Nearly every department of Halifax Regional Municipality is involved in some way in supporting culture—from the Municipal Archives, to Planning & Development, to Civic Events. While the municipality currently offers a variety of opportunities in the arts, cultural and heritage sectors, it has not yet established coordinated priorities on the allocation of these resources- How are they employed? Who are they directed to? And, How do we measure success?  

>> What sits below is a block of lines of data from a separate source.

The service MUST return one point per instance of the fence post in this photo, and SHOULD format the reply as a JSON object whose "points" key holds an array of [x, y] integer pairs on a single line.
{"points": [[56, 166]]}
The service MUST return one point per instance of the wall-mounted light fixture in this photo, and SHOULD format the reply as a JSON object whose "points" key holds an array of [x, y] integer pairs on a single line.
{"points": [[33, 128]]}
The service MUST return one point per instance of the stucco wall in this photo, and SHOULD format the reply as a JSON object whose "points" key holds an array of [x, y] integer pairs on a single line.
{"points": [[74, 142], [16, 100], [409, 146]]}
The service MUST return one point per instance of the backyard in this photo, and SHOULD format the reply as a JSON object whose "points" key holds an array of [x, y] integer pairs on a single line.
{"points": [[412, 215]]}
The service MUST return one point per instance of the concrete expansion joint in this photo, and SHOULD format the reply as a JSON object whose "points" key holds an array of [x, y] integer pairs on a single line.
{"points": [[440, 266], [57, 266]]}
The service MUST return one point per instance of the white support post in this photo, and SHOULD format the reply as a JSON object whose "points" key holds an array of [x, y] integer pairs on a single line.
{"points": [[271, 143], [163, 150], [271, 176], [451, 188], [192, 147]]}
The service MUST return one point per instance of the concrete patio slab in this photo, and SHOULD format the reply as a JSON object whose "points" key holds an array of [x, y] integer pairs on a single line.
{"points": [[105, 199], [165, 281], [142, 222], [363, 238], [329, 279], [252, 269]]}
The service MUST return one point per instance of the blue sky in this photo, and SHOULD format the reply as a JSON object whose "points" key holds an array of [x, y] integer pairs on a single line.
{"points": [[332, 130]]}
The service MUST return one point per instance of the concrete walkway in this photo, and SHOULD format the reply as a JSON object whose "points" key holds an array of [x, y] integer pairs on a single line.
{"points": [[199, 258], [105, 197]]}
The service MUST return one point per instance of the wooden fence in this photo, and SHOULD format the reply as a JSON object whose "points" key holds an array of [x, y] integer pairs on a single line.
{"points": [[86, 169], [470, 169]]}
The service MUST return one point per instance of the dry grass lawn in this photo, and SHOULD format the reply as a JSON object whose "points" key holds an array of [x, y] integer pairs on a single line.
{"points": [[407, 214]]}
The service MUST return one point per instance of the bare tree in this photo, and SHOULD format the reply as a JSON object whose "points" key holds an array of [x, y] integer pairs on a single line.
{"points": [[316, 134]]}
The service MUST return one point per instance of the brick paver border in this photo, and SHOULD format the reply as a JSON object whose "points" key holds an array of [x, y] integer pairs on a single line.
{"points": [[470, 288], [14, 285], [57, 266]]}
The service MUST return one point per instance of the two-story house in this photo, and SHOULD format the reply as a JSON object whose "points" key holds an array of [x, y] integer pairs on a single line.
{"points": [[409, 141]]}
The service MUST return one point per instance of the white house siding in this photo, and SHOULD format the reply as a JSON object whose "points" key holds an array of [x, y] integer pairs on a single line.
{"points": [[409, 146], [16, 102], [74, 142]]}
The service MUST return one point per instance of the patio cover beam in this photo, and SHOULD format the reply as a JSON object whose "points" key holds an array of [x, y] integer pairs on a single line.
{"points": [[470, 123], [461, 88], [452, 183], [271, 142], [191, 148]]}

The Sharing Our Stories Project is an undertaking of the municipality intended to clarify its role in cultural investment and includes assessment of current programs, identification of gaps, and the rationalization of overall investment in Culture toward the maximum benefit of all residents 

Here are some examples of how the municipality supports local culture and heritage:

  • The Grants to Professional Arts Organizations program directly funds not-for-profit arts organizations and specific arts projects each year. The program funded 31 organizations and 9 individual projects in 2019-2020. 
  • The Halifax Regional Municipality is the first municipal government to create a Gord Downie & Channie Wenjack fund Legacy Space in City Hall. 
  • You can borrow from our collection of over 150 musical instruments using your library card—just like you borrow books.  
  • We've named our newest ferries after Nova Scotia civil rights activist Viola Desmond and Rita Joe, a Mi’kmaw artist, songwriter and craftswoman from Eskasoni First Nation in Cape Breton.
  • The municipality acts as a steward of the Shubenacadie Canal Cultural Landscape by protecting the area as parkland.
  • Memory keepers, the Municipal Archives houses images, words, artifacts and objects that tell our civic history. The municipality supports many community museums in telling our stories.
  • Barrington Street  Revitalization project: $3.9 million budgeted in tax incentives and grant programs to revitalize the street. 
  • Staff time, equipment and resources like transit are donated in support of Nocturne: Art at Night, bringing art and wonder to the streets of Halifax and Dartmouth.   
  • The municipality provides a grant to the Middle Musquodoboit Agricultural Society to host the annual Halifax County Exhibition. This traditional country fair has been in existence since 1884 and continues to attract visitors to its livestock competitions, displays, and local vendors.